Sunday, January 6, 2013
And again, it's Neophylax consimilis: Uenoids at the North Fork of the Moormans
Well, Beaty says it's a mountain species, so there's no reason it should not be the Uenoid species that we find in this Blue Ridge Mt. stream.
I took photos of two different larvae. The one in the photo at the top of the page was the smaller of the two. The one below measured ~ 10 mm while the case it was in was 11 mm.
Those measurements are in full accord with the comments of Thomas Ames. He notes that Neophylax cases can run up to 15 mm in length, "but a mature Neophylax larva is somewhat stout and is only about 1 mm shorter than its home." (Thomas Ames, Caddisflies: A Guide to Eastern Species for Anglers and Other Naturalists [Stackpole Books, 2009, pp. 258-262]). By the way, if you're a fly fisherman, or an amateur entomologist -- or both! -- this is, we'd say in Chinese, a fei you bu-ke de shu 非有不可的書 -- a book that you can't do without: a must have!
Here is a dorsal view of the smaller N. consimilis.

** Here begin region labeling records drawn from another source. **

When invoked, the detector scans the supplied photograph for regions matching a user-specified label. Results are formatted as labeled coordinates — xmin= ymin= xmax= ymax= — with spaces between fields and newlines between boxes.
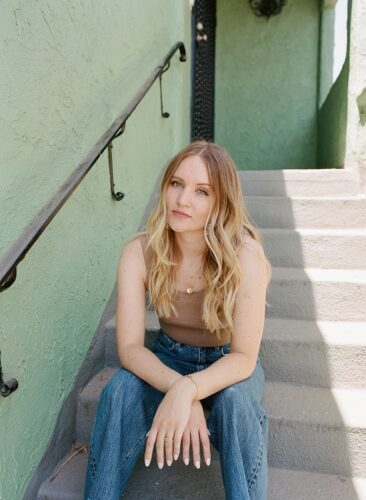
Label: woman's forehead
xmin=173 ymin=156 xmax=210 ymax=184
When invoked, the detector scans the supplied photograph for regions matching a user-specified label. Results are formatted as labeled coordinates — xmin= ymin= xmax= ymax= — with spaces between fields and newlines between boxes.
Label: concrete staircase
xmin=37 ymin=169 xmax=366 ymax=500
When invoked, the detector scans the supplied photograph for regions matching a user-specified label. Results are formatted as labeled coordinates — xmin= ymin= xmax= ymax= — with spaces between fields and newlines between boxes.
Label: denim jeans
xmin=84 ymin=330 xmax=268 ymax=500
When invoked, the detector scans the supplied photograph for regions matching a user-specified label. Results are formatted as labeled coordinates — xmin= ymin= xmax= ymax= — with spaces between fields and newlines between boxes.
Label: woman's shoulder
xmin=238 ymin=233 xmax=265 ymax=263
xmin=120 ymin=233 xmax=148 ymax=288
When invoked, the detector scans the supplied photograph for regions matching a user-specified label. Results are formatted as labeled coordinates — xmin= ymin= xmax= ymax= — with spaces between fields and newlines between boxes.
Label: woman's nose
xmin=178 ymin=189 xmax=191 ymax=206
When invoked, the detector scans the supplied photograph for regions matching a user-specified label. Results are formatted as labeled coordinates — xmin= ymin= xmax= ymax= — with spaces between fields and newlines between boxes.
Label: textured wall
xmin=318 ymin=0 xmax=351 ymax=168
xmin=0 ymin=0 xmax=190 ymax=500
xmin=346 ymin=0 xmax=366 ymax=189
xmin=215 ymin=0 xmax=319 ymax=169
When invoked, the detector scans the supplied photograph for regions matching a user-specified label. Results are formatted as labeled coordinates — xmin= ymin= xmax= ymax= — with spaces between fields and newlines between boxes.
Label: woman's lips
xmin=173 ymin=210 xmax=190 ymax=219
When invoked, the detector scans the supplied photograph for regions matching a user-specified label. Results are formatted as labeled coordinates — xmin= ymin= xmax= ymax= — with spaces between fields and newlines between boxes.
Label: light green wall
xmin=317 ymin=1 xmax=351 ymax=168
xmin=215 ymin=0 xmax=319 ymax=169
xmin=0 ymin=0 xmax=191 ymax=500
xmin=346 ymin=0 xmax=366 ymax=193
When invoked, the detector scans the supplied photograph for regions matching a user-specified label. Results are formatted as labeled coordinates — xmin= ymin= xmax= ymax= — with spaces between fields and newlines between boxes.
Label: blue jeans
xmin=84 ymin=330 xmax=268 ymax=500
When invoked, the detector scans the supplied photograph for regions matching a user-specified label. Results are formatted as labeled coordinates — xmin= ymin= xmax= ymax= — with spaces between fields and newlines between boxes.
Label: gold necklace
xmin=180 ymin=264 xmax=202 ymax=295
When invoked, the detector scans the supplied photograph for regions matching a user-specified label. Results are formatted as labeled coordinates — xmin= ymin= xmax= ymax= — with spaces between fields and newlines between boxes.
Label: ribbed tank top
xmin=139 ymin=236 xmax=230 ymax=347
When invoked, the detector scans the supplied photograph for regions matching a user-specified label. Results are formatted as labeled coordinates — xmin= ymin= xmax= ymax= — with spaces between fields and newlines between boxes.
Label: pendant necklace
xmin=182 ymin=266 xmax=202 ymax=295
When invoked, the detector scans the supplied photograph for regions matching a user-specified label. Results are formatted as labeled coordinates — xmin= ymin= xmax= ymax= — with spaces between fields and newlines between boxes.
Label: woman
xmin=85 ymin=141 xmax=271 ymax=500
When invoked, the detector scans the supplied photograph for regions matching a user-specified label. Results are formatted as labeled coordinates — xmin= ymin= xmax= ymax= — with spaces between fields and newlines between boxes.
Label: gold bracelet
xmin=186 ymin=373 xmax=198 ymax=401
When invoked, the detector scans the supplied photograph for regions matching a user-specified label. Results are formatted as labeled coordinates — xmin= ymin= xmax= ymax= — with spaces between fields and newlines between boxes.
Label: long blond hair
xmin=136 ymin=140 xmax=271 ymax=334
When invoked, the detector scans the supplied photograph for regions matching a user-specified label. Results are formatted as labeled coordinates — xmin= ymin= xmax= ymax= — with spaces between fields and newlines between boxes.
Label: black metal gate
xmin=191 ymin=0 xmax=216 ymax=140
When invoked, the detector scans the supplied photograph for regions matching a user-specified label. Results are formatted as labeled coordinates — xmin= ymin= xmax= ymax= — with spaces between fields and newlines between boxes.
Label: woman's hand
xmin=145 ymin=377 xmax=196 ymax=469
xmin=183 ymin=401 xmax=211 ymax=469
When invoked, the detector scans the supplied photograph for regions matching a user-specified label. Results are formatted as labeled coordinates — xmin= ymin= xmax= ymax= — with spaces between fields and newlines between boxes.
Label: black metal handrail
xmin=0 ymin=42 xmax=186 ymax=395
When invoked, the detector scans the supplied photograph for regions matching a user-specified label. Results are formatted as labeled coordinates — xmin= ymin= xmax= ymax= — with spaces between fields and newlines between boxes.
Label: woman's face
xmin=166 ymin=156 xmax=213 ymax=233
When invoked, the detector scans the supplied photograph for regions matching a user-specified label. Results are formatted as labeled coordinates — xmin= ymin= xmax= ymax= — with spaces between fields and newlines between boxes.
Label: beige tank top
xmin=139 ymin=236 xmax=230 ymax=347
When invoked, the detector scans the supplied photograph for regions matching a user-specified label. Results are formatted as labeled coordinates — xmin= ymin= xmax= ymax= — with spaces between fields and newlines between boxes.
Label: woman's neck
xmin=174 ymin=233 xmax=207 ymax=262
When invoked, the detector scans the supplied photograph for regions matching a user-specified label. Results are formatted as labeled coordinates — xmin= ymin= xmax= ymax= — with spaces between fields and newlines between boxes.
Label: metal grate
xmin=191 ymin=0 xmax=216 ymax=140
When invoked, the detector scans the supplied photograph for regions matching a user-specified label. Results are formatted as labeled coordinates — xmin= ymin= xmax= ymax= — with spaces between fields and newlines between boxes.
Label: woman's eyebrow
xmin=173 ymin=175 xmax=211 ymax=186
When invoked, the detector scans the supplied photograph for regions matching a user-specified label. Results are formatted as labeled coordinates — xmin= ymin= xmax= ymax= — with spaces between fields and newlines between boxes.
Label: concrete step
xmin=245 ymin=195 xmax=366 ymax=229
xmin=259 ymin=318 xmax=366 ymax=389
xmin=76 ymin=368 xmax=366 ymax=477
xmin=260 ymin=229 xmax=366 ymax=269
xmin=37 ymin=448 xmax=225 ymax=500
xmin=106 ymin=312 xmax=366 ymax=389
xmin=75 ymin=367 xmax=118 ymax=443
xmin=263 ymin=381 xmax=366 ymax=478
xmin=37 ymin=450 xmax=366 ymax=500
xmin=266 ymin=267 xmax=366 ymax=321
xmin=104 ymin=310 xmax=160 ymax=366
xmin=239 ymin=168 xmax=360 ymax=196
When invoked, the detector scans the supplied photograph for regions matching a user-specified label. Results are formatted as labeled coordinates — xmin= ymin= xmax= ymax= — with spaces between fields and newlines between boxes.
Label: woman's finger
xmin=145 ymin=429 xmax=157 ymax=467
xmin=155 ymin=429 xmax=166 ymax=469
xmin=164 ymin=433 xmax=174 ymax=467
xmin=199 ymin=427 xmax=211 ymax=465
xmin=191 ymin=429 xmax=201 ymax=469
xmin=182 ymin=428 xmax=191 ymax=465
xmin=173 ymin=429 xmax=184 ymax=460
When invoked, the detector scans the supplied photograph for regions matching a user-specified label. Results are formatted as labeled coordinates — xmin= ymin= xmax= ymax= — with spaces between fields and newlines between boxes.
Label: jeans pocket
xmin=158 ymin=332 xmax=175 ymax=351
xmin=248 ymin=407 xmax=268 ymax=491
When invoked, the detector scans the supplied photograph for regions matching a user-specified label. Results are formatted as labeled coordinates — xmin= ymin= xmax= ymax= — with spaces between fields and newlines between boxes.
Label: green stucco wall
xmin=0 ymin=0 xmax=191 ymax=500
xmin=346 ymin=0 xmax=366 ymax=193
xmin=215 ymin=0 xmax=319 ymax=170
xmin=317 ymin=1 xmax=351 ymax=168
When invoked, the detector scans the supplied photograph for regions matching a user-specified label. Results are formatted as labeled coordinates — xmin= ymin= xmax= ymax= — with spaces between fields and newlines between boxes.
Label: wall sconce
xmin=249 ymin=0 xmax=287 ymax=19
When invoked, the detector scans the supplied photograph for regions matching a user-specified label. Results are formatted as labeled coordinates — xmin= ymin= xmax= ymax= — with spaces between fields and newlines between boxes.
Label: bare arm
xmin=116 ymin=239 xmax=195 ymax=394
xmin=169 ymin=237 xmax=267 ymax=400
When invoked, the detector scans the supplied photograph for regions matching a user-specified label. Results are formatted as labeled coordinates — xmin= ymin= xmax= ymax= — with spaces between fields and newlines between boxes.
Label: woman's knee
xmin=100 ymin=368 xmax=144 ymax=404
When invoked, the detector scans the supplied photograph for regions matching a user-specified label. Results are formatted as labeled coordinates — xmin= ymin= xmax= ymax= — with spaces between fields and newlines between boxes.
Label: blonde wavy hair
xmin=133 ymin=140 xmax=272 ymax=334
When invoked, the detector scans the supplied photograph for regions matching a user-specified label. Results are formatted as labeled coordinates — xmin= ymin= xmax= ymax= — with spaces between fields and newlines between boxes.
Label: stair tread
xmin=238 ymin=168 xmax=359 ymax=179
xmin=259 ymin=227 xmax=366 ymax=235
xmin=245 ymin=193 xmax=366 ymax=199
xmin=263 ymin=380 xmax=366 ymax=431
xmin=81 ymin=367 xmax=366 ymax=430
xmin=37 ymin=453 xmax=366 ymax=500
xmin=107 ymin=311 xmax=366 ymax=346
xmin=272 ymin=267 xmax=366 ymax=283
xmin=263 ymin=318 xmax=366 ymax=347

For species ID, you'll recall, we must see 1) clavate gills, 2) a pale area or stripe on the head (but smaller than the stripe that we find on N. oligius larvae), and 3) lateral gills at 2p, 3a, and 4a -- the anterior and posterior edges of abdominal segments 2, 3, and 4). On the larger larva, there appear to be two pale spots on the head which have essentially merged into a stripe.
On the smaller larva, those dots have not yet merged.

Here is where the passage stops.